それだけでも夫人を悩ませるに十分だったが、更にもうひとつ、彼女の頭痛の種があった。濃紺の王家の紋章が入ったもう一通の封書だ。
「……殿下を糾弾するためにケイトリンを裁判に出廷させろだなんて、そんな残酷なこと。ああ、それよりもケイトリンは今どこにいるの? 居場所が判らないのに出廷も何もないわ。どうしたらいいの」
「……お母さま?」
俯く夫人にそっと声を掛けたのはアレンだった。怖々と傍に寄ると、彼は夫人の手に優しく触れて言った。
「大丈夫? どうしたの?」
「ああ、アレン。何でもないわ。あなたは何も気にしなくていいのよ」
無理して微笑む夫人に、アレンはいつになく強い口調で詰め寄った。
「その手紙は何? お城のお使者が持ってきたんでしょ? もう一通は……お姉さまからじゃないの?」
「アレン……」
「お母さま、僕はまだ子供だけど、でも、この家の当主だよ。この家にかかわることは僕だって知りたい。お姉さまのことなら尚更だよ。だって……」
アレンは辛そうに顔を伏せると呟くように言った。
「セドリック殿下のことは僕だって知っているよ。お姉さまはきっととても悲しんでいると思うんだ。ねえ、お母さま、お姉さまは今、どこにいるの? どうしているの? お城では何が起こっているの?」
「ああ、アレン!」
思わず、夫人はアレンの小さな身体を抱きしめた。
「ごめんなさい。私も何が起こっているのか判らないのよ。ただ……ケイトリンは無事でいるわ。心配しないでって手紙をくれたのよ」
「本当!」
ぱっとアレンの顔が明るく輝いた。
「良かった。お姉さまが家に帰ってこなくてすごく心配だったんだ。……だけど、セドリック殿下は……」
「ええ、お城の牢に閉じ込められているのは本当のようね。裁判が行われるまではお城から出られないのよ」
「裁判? それじゃあ、本当にセドリック殿下が王さまを……」
「いいえ、まだ判らないのよ。それを裁判で明らかにするの。その裁判に……証人としてケイトリンにも出廷しろとお呼び出しを受けたのよ」
夫人はそう言うと、悲しげに王家の紋章が鮮やかに浮かぶ封書をみつめた。
「セドリック殿下に一方的に婚約破棄された時の経緯を裁判で話すようにと書いてあったわ」
「え? どうしてそんなことを話さなきゃいけないの?」
「それは……殿下のお立場を悪くするため、かもしれないわね」
「そんな! お姉さまはそんなこと言わないよ! 裁判なんか出なくていいよ」
「そうね。
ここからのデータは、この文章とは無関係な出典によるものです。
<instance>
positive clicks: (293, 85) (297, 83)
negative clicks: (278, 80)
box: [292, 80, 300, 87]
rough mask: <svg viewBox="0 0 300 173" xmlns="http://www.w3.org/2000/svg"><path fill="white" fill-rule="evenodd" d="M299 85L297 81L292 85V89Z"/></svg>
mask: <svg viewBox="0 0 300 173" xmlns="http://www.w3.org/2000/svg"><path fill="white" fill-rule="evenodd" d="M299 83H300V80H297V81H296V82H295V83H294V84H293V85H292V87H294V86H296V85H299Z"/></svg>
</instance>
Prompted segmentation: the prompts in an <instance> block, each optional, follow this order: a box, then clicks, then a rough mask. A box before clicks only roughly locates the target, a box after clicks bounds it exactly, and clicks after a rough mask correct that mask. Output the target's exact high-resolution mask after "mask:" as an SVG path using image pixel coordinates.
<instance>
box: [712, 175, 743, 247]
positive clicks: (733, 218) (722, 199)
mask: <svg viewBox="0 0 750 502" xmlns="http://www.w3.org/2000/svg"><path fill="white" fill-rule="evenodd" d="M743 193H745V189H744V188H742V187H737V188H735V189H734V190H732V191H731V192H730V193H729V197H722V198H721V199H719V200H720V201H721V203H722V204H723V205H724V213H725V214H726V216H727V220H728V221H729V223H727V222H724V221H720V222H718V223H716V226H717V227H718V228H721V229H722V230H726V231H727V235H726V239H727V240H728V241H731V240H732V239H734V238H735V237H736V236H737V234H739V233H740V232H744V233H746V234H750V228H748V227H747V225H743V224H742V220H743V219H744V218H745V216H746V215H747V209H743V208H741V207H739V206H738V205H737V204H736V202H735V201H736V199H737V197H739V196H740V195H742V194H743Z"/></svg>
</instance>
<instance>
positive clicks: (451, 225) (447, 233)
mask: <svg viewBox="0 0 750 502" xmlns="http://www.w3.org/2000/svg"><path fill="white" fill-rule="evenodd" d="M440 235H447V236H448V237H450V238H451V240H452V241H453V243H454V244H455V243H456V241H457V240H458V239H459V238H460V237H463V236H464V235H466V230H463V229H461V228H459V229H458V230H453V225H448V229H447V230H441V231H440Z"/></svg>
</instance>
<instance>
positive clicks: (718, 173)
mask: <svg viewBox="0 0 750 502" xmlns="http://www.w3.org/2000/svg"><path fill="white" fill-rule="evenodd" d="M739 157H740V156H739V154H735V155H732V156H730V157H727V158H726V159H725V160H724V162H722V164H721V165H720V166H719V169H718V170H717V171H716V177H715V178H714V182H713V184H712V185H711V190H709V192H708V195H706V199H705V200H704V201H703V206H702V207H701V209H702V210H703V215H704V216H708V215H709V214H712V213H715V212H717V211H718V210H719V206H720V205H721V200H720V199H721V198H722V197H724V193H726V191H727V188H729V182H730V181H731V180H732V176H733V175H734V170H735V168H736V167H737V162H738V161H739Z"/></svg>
……だけど」
「……だけど、何?」
「あの封書には、ケイトリンが裁判に出なければ王家の命に背いたとして、ウィルローズ家に厳重に罰を与えるとも書かれていたの……」
「え? 罰? 罰って何?」
「判らないわ。だけど、もしかしたら屋敷や土地を没収されてしまうかもしれないわね」
アレンはあまりのことに黙り込んでしまった。呆然としている彼に、夫人は慰めるように優しく言った。
「大丈夫よ、そうと決まったわけじゃないわ。それに」
少し言葉を選ぶように黙ってから、夫人は続けた。
「ケイトリンが今、どこにいるのか判らない以上、裁判に出廷はできない。そのことをお城にお伝えすれば、欠席してもお咎めはないはずよ」
「……う、うん、そうだね」
母親を安心させるために頷いてみたものの、アレンの不安は消えなかった。本当にそれで判ってもらえるのだろうか。そして、大好きなケイトリンは本当に無事なのか。
幼いアレンの頭の中で、たくさんの物事が目まぐるしく回り始めた。そして、最後に閃いたのは。
「お母さま」
まっすぐに、アレンは夫人を見ると言った。
「僕は、この家を、お母さまとお姉さまを必ず守るよ」
夫人が言葉の意味を問い返す暇もなく、アレンは踵を返すと颯爽と部屋を出て行った。